As Randall Koroush roamed the Capitol grounds, said CHP Officer George Granada, visitors would sometimes call to report him as a suspicious person. “But we never had a reason for concern with him,” Granada said. “He never caused a problem. He was very neat and clean. He just did his thing.”
Unlike many of the homeless people who frequent the Capitol, Koroush eschewed handouts. He said “No, thanks” when Nielson offered him a bottle of fruit Gatorade or an office doughnut. He typically brought a cup of Top Ramen, reconsitituting the dry soup with cold water from a Capitol Park fountain, then eating it with a plastic spoon on the stoop of the General Services greenhouse.
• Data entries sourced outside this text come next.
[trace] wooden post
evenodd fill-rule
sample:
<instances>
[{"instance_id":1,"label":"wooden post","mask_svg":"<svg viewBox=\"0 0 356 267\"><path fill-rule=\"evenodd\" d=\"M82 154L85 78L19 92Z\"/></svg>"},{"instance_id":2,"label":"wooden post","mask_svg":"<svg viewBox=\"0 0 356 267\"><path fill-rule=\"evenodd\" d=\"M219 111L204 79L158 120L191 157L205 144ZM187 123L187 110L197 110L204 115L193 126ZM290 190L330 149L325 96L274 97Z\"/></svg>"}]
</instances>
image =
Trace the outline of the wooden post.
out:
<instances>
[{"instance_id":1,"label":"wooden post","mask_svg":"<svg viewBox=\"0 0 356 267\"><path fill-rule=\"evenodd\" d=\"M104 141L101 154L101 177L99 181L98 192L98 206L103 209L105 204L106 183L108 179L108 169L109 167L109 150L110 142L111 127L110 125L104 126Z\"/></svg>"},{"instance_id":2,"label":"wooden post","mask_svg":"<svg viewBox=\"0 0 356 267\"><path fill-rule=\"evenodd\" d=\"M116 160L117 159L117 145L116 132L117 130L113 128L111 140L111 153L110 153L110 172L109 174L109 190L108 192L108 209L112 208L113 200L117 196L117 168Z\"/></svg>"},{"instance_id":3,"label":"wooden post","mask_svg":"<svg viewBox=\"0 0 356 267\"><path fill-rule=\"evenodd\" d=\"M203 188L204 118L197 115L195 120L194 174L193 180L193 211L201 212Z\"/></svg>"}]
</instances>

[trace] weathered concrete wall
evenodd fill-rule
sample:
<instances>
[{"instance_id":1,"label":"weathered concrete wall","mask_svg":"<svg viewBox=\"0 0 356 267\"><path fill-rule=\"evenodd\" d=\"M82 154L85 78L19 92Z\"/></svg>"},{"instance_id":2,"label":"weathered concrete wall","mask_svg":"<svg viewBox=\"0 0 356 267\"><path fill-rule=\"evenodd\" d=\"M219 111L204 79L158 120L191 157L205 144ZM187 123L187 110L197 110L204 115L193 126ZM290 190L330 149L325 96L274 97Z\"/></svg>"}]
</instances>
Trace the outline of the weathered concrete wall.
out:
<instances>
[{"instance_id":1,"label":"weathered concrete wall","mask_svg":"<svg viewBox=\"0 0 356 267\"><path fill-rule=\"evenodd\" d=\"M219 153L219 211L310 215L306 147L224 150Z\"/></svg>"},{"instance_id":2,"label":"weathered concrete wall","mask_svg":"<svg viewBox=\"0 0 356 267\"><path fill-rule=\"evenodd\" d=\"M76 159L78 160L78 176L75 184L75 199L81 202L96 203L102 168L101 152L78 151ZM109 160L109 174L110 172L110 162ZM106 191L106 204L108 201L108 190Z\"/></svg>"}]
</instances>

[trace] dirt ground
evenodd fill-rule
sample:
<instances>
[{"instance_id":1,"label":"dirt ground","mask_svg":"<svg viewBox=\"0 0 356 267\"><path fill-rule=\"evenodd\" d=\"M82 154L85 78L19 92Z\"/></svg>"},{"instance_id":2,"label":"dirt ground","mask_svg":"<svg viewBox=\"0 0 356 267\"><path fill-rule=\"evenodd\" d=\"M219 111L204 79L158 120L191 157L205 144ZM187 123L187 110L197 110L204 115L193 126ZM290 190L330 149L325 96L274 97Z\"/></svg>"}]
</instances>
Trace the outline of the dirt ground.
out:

He sometimes attended speaking events and protests near the Capitol building, standing alone and slightly away from the crowd, his ruddy face set in a seemingly permanent smirk. On Friday nights in the summer, his brothers knew they could find him listening to music at nearby Cesar Chavez Plaza.
About a week before he died, CHP officers noticed Koroush resting on a bench during the day, Davis said. He said he was feeling ill. “We offered him oatmeal, something nice and warm,” and someone said they could drive him to the hospital. Koroush refused.
“Then he went missing, and we were all concerned,” said Davis. A few phone calls confirmed the worst. Randall Koroush was gone.
“He was a part of this place,” said Nielson, looking across the park toward the statehouse’s elegant dome on a drizzly day last week. “To not see him here anymore, it’s really sad.”